Este cenário coberto de escombros é o ambiente percorrido pelo protagonista, Lucas (Renato Linhares), um gaúcho que vem procurar um irmão cuja existência descobriu há pouco. Ele é Robson (Gilmar Magalhães), um morador local que se transformou numa espécie de guia turístico para forasteiros interessados em conhecer as ruínas e seu lago - uma metáfora para a arqueologia social de um Brasil desfigurado por várias decisões políticas equivocadas, com efeitos desastrosos sobre as pessoas e o ambiente natural.

Tendo estreado mundialmente no Festival de Rotterdam, em fevereiro, Represa tem no elenco novos nomes do cinema cearense, como Jennifer Joingley, que interpreta Josy, filha de Robson, e David Santos, como o descolado guardião de uma pousada. A partir desse quarteto, o filme constrói sua dramaturgia, que aposta numa narrativa lacunar, que não dá todas as respostas e avança aos solavancos, entre esses escombros de um passado cujas chaves nem Lucas nem Robson dominam.
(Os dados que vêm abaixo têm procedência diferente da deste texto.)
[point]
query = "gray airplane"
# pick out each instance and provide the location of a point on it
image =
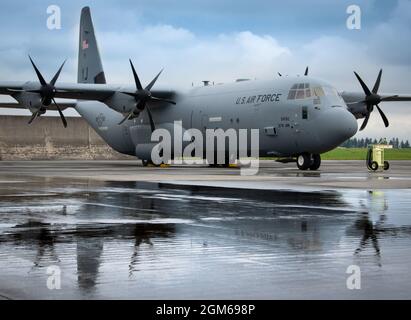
(299, 118)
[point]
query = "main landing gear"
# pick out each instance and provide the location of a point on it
(307, 161)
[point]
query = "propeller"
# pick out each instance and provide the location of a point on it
(372, 98)
(142, 97)
(47, 92)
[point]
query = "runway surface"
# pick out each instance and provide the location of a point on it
(118, 230)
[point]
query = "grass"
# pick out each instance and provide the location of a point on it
(361, 154)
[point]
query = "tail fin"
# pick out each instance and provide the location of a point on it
(90, 68)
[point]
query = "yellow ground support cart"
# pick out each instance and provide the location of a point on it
(376, 157)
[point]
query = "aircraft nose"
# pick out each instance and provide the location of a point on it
(339, 125)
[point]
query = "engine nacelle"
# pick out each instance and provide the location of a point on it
(31, 101)
(122, 103)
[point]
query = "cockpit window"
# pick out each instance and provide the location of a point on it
(300, 91)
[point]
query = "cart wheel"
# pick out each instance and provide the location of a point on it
(374, 166)
(386, 165)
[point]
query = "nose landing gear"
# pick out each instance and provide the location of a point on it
(309, 162)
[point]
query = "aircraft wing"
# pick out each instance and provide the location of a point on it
(16, 105)
(354, 97)
(78, 91)
(357, 106)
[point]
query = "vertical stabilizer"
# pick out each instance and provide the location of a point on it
(90, 68)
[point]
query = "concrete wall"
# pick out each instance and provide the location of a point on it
(47, 139)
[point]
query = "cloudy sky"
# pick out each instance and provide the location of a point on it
(221, 41)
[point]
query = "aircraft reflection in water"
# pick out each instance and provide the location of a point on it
(132, 236)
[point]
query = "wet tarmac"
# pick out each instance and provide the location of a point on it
(161, 240)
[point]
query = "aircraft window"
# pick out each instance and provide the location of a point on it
(319, 92)
(291, 95)
(300, 94)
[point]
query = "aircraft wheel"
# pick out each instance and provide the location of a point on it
(304, 162)
(316, 162)
(149, 163)
(374, 166)
(386, 165)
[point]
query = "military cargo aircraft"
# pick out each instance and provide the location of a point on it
(298, 118)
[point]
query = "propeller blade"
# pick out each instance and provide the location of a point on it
(141, 105)
(33, 117)
(132, 94)
(150, 116)
(389, 98)
(363, 85)
(63, 118)
(128, 117)
(55, 78)
(377, 83)
(383, 116)
(136, 79)
(364, 124)
(154, 81)
(16, 90)
(41, 79)
(163, 100)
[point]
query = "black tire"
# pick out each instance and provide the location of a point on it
(374, 166)
(316, 162)
(386, 165)
(304, 162)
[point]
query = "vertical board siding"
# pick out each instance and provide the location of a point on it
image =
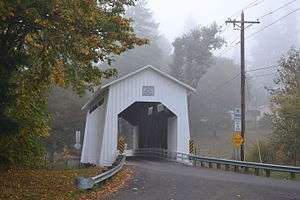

Eles são filhos de uma mesma mãe que, anos atrás, partiu do Ceará para o Rio Grande do Sul, o que motivou que os irmãos nem soubessem da existência um do outro. Assim, construíram trajetórias muito diferentes, o gaúcho mais urbano, o cearense mais rural, com comportamentos moldados pelas respectivas facilidades ou asperezas.
O roteiro, assinado por Hoefel, Marcelo Grabowsky e Aline Portugal, incorpora não só os sentimentos fluidos de dois homens muito diferentes como também esses coadjuvantes do lugar, como a filha de Robson, o rapaz da pousada e outros moradores deste lugar meio no fim do mundo, meio fronteira de muitas coisas, onde tantas vidas se equilibram e se expressam - e o filme se vale muito do não-verbal, da fotografia, dos sons, das paisagens, das festas, para moldar o ambiente deste trajeto, que não pertence só a Lucas, mas a todos os outros e cujo destino de busca parece mudar ao longo do caminho.

Neste e em todos os sentidos, trata-se de uma estreia promissora do diretor, gaúcho radicado no Ceará, professor da UFC, realizador de curtas e corroteirista de filmes como Elon não acredita na morte (2016) e Corpo Delito (2017).

Curtas

A noite competitiva de curtas trouxe títulos igualmente com empenho de linguagem. O concorrente paulista Ainda restarão robôs nas ruas do interior profundo, de Guilherme Xavier Ribeiro, representa o choque social de uma juventude periférica na cidade de Assis (SP) a partir da busca de um jovem por sua égua perdida com seus amigos motoboys.

No candidato carioca E nada mais disse, a diretora Julia Menna Barreto reconta a história da morte de seu pai, representando as lacunas da memória de um crime. E o capixaba O Último Rock, de Diego de Jesus, coloca em cena as incertezas de diversos jovens negros e periféricos vivendo sua última festa antes de entrar em lockdown, em março de 2020, por causa da covid-19.